I haven’t bored you, Dear Reader, for a while with my weight loss (now maintenance) battles, so now I’ll do a quick post, for myself (to keep my attention on this effort). As any long-term readers know this was a common type of post in months past but something I’ve largely abandoned, partly out of disappointment in myself, partly as I don’t want to admit what’s happened. But that’s how it happens, the yo-yo weight loss and so now I’ll put myself on display as part of the incentive to myself to maintain my discipline. Here’s the history, as a reminder:
Note: I’m also suffering from the failure of my WiFi repeater and thus poor Net connectivity that makes posts, especially uploads of these graphs difficult.
So for about 10 months (the left side of the graph) I was on a steady downward march. The red line is the actually once-a-week (Sunday) weigh-in and the green line is a 6-month moving average which smooths some of the bumps. Previous bumps were due to vacations, which is a pardonable relapse of some weight gain, usually quickly reversed, because eating out is part of my vacation fun.
But of late (last five months or so) I’ve struggled to do the harder task (no mental reward of a nice steady decrease) of weight maintenance, better seen in this shorter-term graph:
The starting point of this graph is my return from a vacation in Boston, with the usual weight gain due to eating out, but with the usual rapid loss. The next bump is the end-of-year (Xmas, New Year’s) holiday bump, again with fairly rapid decline, although not quite to previous levels.
So it’s the fairly steady gain starting in week 126, about 5 months ago that is alarming. This is how it starts, one over-indulgence after another, one excuse (I’ll get back on track next week) after another, and then over the last couple of months where my life has been turned upside-down by having to put much more time and effort into caring for my 100YO mother with her end-of-life issues.
What doesn’t show on this graph (but in another in my spreadsheets) is the fairly steady 0.33lb/week gain since March 2015, resulting in about 10lb gain since my last low (which was near my target of 185lbs). Lots of reasons why this is happening, but the real message (to me) is that it is happening and undeniable, and unlike the vacation gains, not a short-term, easy-to-reverse kind of gain.
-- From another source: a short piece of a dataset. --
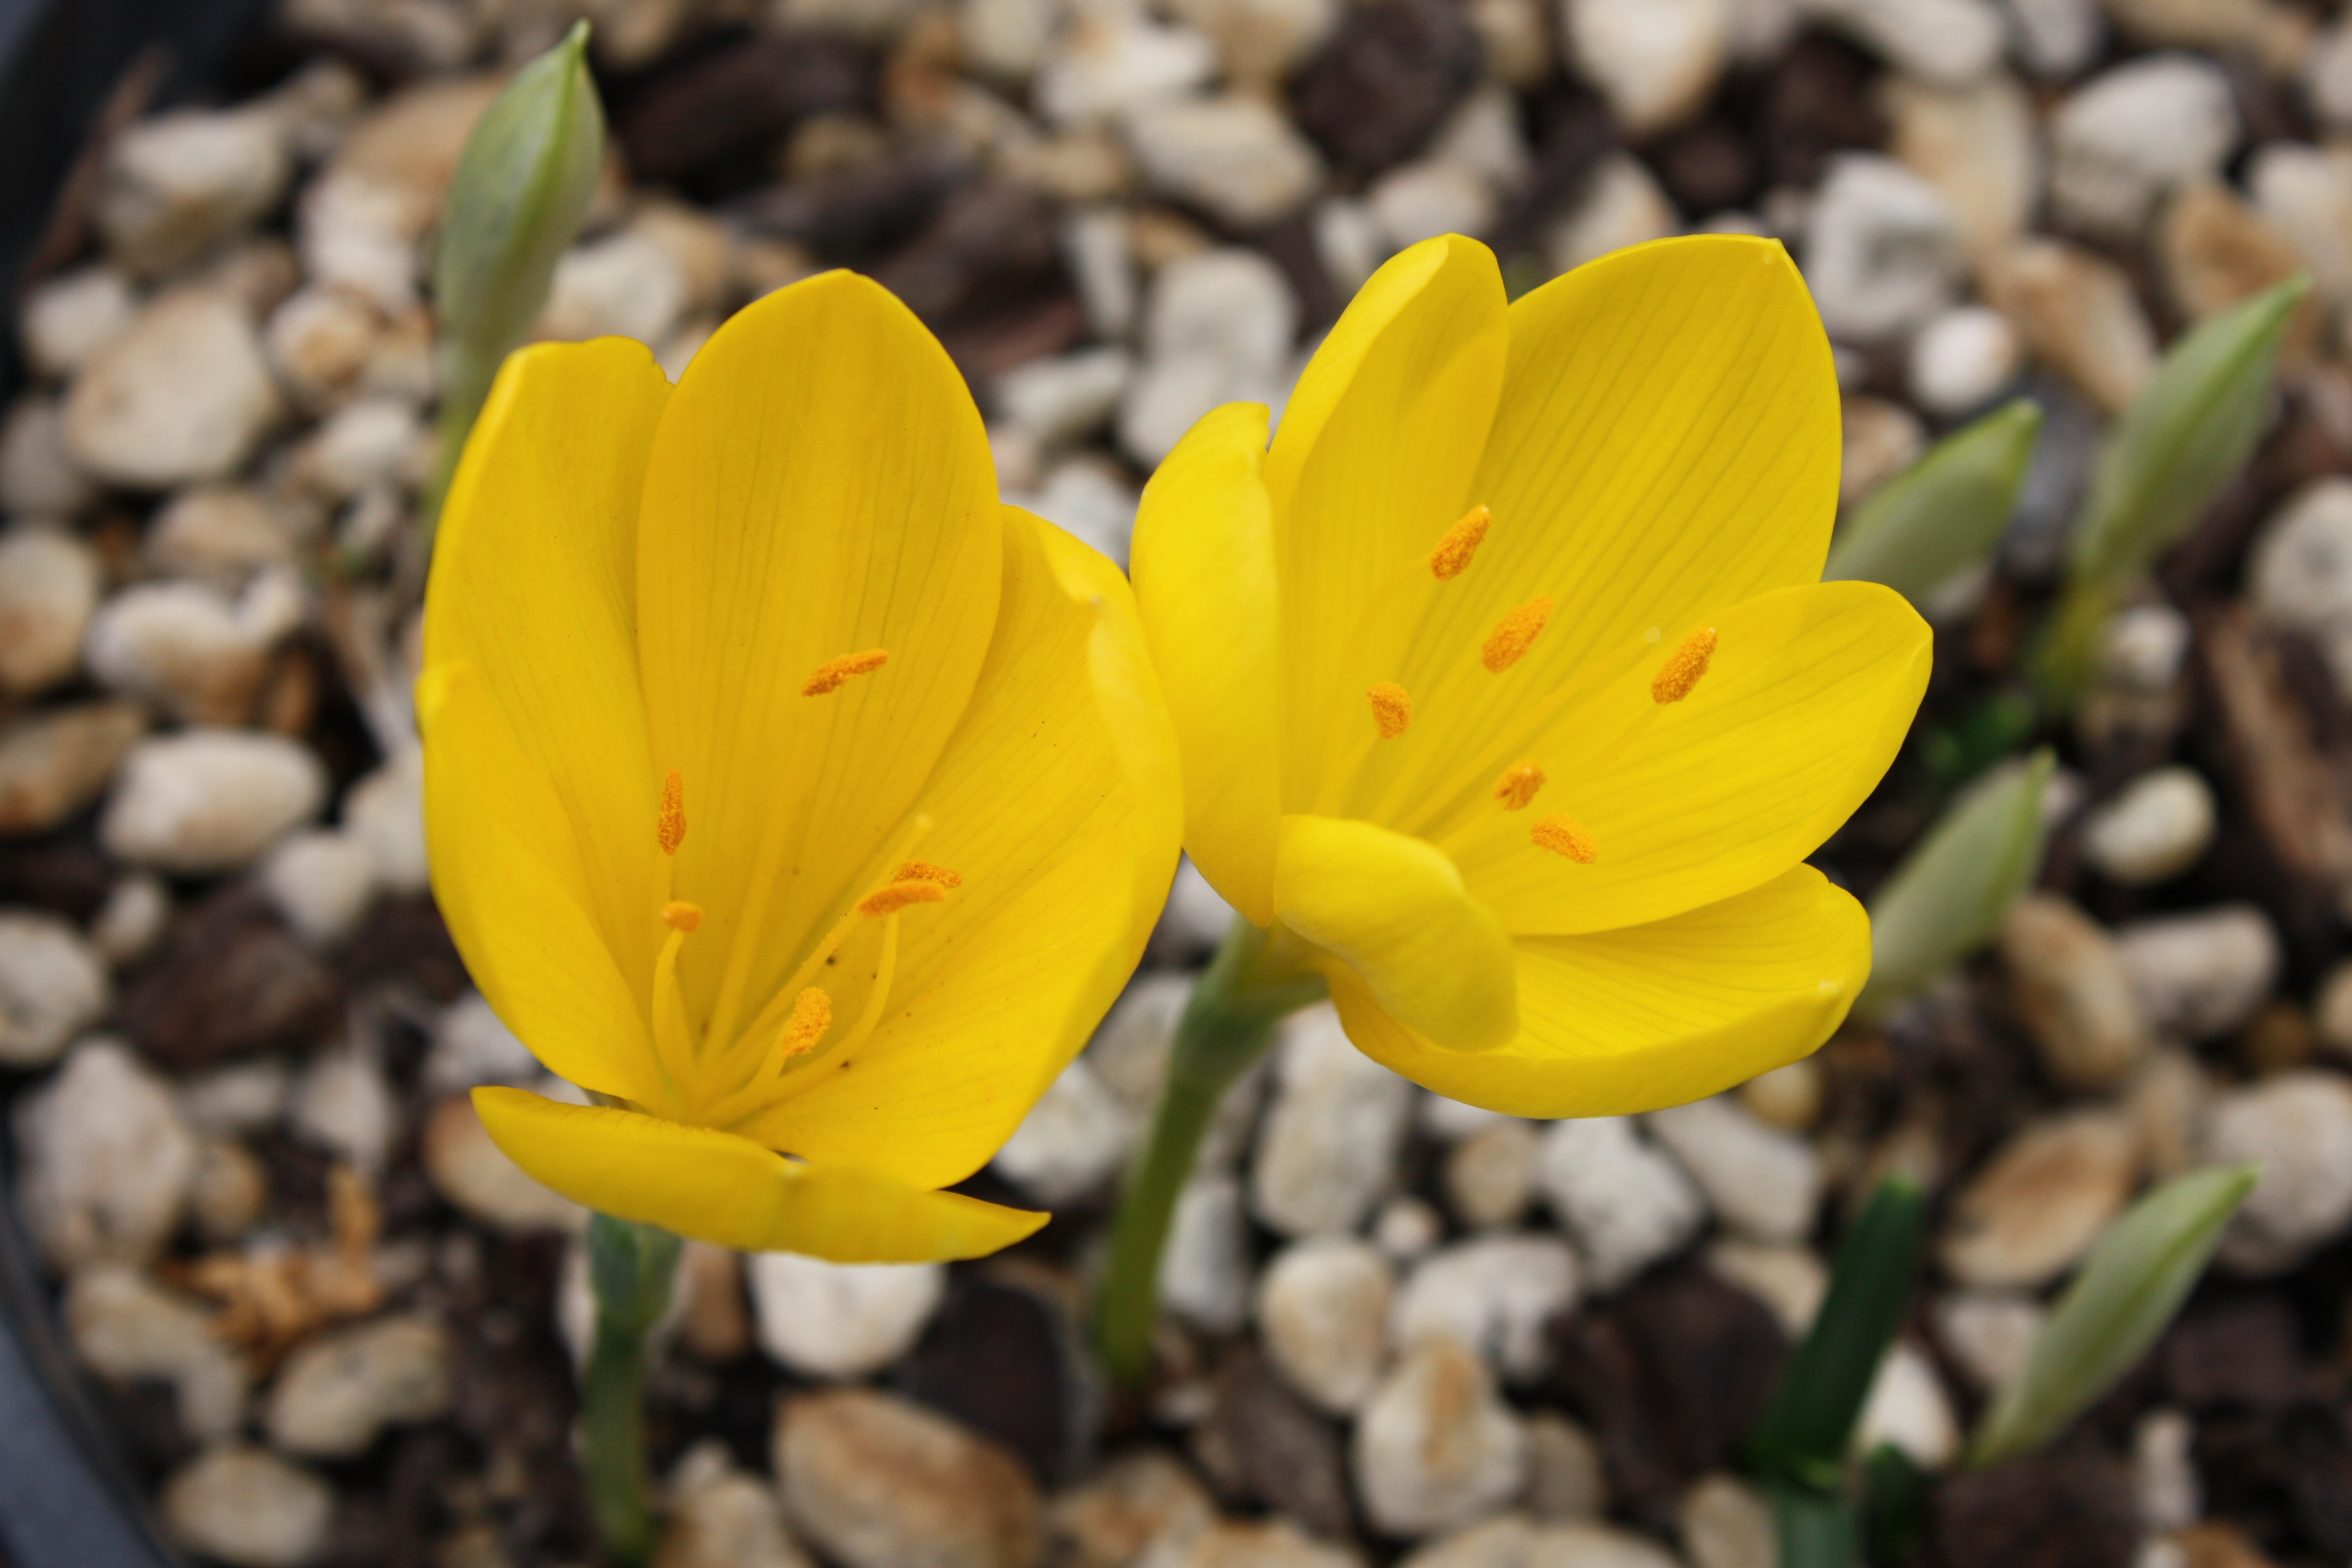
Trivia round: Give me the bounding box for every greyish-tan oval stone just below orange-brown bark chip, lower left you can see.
[263,1312,456,1460]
That means I need to calm my life and restore my discipline and get those 10lbs (real fat this time) back off. During my sustained loss I average just under 2.5lbs/week, so IOW, I have five weeks of the same type of discipline I had to get back to where I should be. My life circumstances aren’t (yet) very helpful for maintaining my focus, but I just have to not let that become a perpetual excuse.
So that leads to my first term in my title – Apathy. It was much easier in my first 10 months of significant and sustained loss. I was almost totally focused and rewarded for my effort with a nice set of numbers, providing the positive feedback to stay focused. But now, facing hunger every day for the next five weeks, plus a general tiredness and fatigue doing my exercise, I have a difficult mental battle with myself to actually care enough to put in the effort.
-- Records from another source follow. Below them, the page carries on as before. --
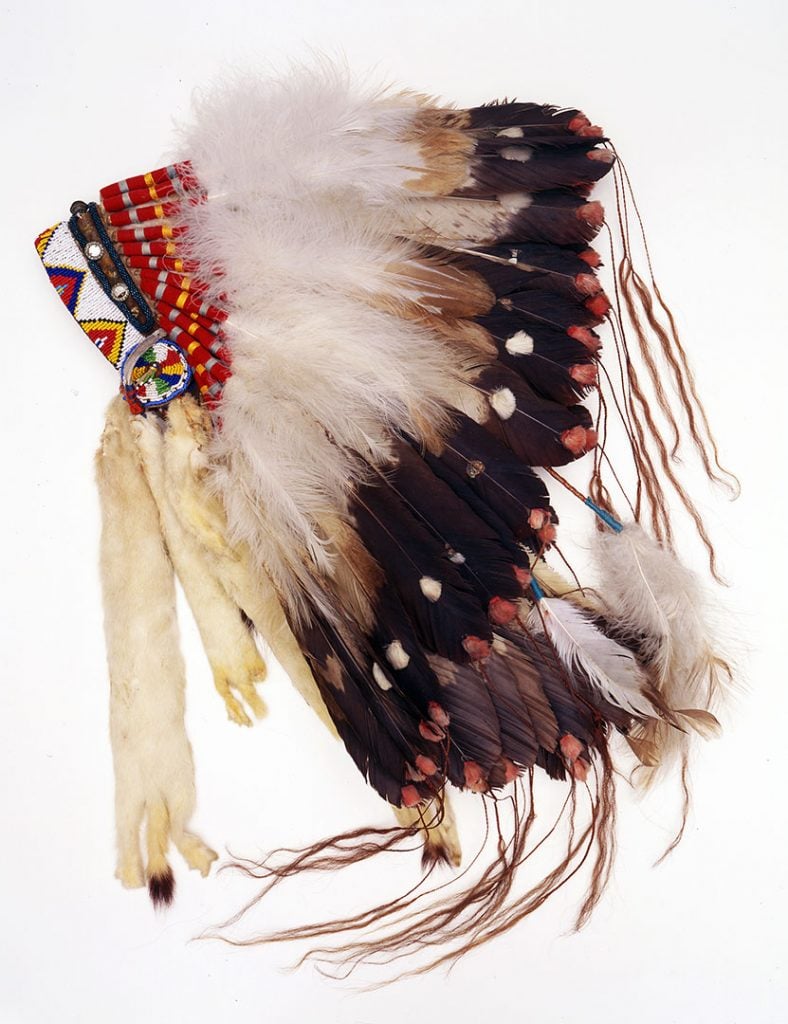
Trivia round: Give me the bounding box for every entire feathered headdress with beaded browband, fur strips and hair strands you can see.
[37,67,726,966]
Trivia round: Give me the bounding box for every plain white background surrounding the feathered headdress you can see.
[0,0,788,1024]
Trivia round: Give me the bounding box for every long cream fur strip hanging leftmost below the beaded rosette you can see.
[96,399,216,886]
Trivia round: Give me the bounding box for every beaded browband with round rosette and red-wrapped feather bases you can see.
[36,163,230,413]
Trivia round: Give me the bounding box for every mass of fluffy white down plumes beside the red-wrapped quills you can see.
[176,68,472,611]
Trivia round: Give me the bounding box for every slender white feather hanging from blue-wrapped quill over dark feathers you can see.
[528,597,656,718]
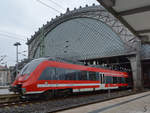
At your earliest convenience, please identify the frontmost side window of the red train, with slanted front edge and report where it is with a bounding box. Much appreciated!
[38,67,55,80]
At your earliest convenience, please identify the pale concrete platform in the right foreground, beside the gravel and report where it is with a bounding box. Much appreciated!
[59,91,150,113]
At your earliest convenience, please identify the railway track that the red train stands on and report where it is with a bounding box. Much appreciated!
[0,89,123,108]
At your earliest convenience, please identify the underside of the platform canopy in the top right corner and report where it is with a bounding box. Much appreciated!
[97,0,150,42]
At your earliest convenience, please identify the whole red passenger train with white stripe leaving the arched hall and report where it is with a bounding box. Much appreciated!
[12,58,128,95]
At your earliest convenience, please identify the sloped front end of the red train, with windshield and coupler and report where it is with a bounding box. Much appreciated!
[9,58,47,95]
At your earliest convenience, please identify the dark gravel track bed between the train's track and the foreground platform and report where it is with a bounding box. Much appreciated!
[0,90,148,113]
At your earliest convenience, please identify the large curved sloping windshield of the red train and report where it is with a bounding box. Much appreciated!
[19,58,47,75]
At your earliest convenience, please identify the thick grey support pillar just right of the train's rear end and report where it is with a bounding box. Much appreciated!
[129,41,143,91]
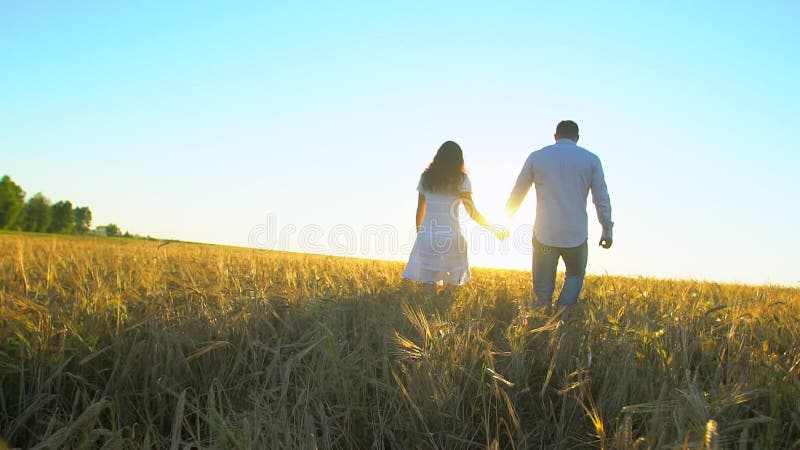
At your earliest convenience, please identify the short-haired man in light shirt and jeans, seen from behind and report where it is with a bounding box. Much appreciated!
[506,120,614,307]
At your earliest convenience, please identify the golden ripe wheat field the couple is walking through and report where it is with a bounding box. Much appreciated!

My initial weight loss was triggered by a doctor visit recommending drugs I didn’t want to take. Not only did I succeed in avoiding that I even eliminated the previous drugs I’d been taking (cholesterol control, BP control) and I really enjoyed accomplishing that. But today I’ve already had that “reward” and so I’m just looking at preventing getting back to the bad state I was before, which is, simply, not the same kind of incentive.